Other supplements that may be effective in improving sleep quality and sleep patterns include melatonin (0.3 to 5 mg once daily at bedtime), or a combination of lemon balm extract (80 mg) and valerian root extract (160 mg) three times daily. As always, check with your physician or pharmacist before beginning any new supplement regime.
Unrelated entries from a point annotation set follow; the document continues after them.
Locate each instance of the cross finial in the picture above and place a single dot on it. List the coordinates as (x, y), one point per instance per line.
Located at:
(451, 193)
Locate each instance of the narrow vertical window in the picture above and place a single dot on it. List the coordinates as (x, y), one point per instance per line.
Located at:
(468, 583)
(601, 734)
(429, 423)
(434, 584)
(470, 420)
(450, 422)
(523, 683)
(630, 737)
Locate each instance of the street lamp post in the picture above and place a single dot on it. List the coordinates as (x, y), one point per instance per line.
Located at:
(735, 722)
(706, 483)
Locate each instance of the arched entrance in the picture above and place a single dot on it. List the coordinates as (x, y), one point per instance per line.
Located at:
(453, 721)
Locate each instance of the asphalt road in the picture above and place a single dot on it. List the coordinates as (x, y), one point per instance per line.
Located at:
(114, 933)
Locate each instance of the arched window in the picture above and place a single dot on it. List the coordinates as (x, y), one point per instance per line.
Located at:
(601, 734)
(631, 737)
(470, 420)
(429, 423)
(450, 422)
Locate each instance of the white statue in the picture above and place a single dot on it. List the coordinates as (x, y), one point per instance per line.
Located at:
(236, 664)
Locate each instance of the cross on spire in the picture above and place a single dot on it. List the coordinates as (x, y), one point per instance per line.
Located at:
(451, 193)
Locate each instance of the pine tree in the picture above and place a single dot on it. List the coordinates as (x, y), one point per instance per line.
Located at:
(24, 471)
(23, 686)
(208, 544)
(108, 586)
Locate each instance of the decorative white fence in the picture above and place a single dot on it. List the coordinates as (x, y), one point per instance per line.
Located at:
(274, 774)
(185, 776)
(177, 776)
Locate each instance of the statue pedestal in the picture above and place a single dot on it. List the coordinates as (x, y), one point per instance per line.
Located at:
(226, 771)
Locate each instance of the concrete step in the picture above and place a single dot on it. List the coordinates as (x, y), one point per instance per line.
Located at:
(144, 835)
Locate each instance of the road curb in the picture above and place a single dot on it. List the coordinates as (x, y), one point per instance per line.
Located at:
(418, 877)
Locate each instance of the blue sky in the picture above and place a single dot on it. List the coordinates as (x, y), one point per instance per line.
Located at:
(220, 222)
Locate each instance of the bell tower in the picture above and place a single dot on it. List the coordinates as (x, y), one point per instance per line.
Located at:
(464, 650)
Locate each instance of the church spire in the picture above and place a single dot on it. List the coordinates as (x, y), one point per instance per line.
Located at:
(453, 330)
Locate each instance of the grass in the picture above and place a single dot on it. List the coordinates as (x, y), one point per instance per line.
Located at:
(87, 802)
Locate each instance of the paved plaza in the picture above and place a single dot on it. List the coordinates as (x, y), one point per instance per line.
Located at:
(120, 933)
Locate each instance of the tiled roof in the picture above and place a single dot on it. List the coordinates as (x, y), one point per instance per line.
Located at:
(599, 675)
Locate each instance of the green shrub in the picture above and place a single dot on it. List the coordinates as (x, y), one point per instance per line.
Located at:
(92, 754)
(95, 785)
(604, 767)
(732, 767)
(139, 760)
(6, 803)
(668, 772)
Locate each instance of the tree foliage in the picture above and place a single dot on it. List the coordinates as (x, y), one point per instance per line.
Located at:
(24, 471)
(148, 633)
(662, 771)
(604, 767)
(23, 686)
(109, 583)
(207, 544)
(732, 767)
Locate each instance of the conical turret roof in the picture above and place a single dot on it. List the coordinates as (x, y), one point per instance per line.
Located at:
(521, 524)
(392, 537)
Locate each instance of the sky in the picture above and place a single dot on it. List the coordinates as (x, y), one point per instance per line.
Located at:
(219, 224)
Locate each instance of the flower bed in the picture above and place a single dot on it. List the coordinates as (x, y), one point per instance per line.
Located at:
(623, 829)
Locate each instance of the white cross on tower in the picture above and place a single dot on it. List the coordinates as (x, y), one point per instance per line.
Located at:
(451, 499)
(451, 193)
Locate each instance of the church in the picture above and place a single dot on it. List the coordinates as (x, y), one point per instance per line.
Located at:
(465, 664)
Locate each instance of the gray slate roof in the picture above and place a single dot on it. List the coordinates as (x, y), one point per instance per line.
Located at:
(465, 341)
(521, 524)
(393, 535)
- Set a schedule. Aim to go to bed and wake up around the same time each day, trying to stay consistent even on weekends. Setting an alarm for the same time each evening can be a helpful reminder to start winding down and get ready for bed.
- Time your workouts right. Regular exercise (150 minutes a week) has been shown to improve sleep quality by 65 percent, but if it's too close to bedtime, it may interfere with sleep. Sleep experts typically recommend exercising at least three hours before bedtime to allow enough time for your body temperature to come down (cooler body temperatures are linked with falling asleep).
- Unplug. Minimize screen time, particularly in the hours before bedtime. The artificial light can interfere with our body's production of melatonin, a hormone (secreted especially in response to darkness) that helps to regulate our sleep patterns.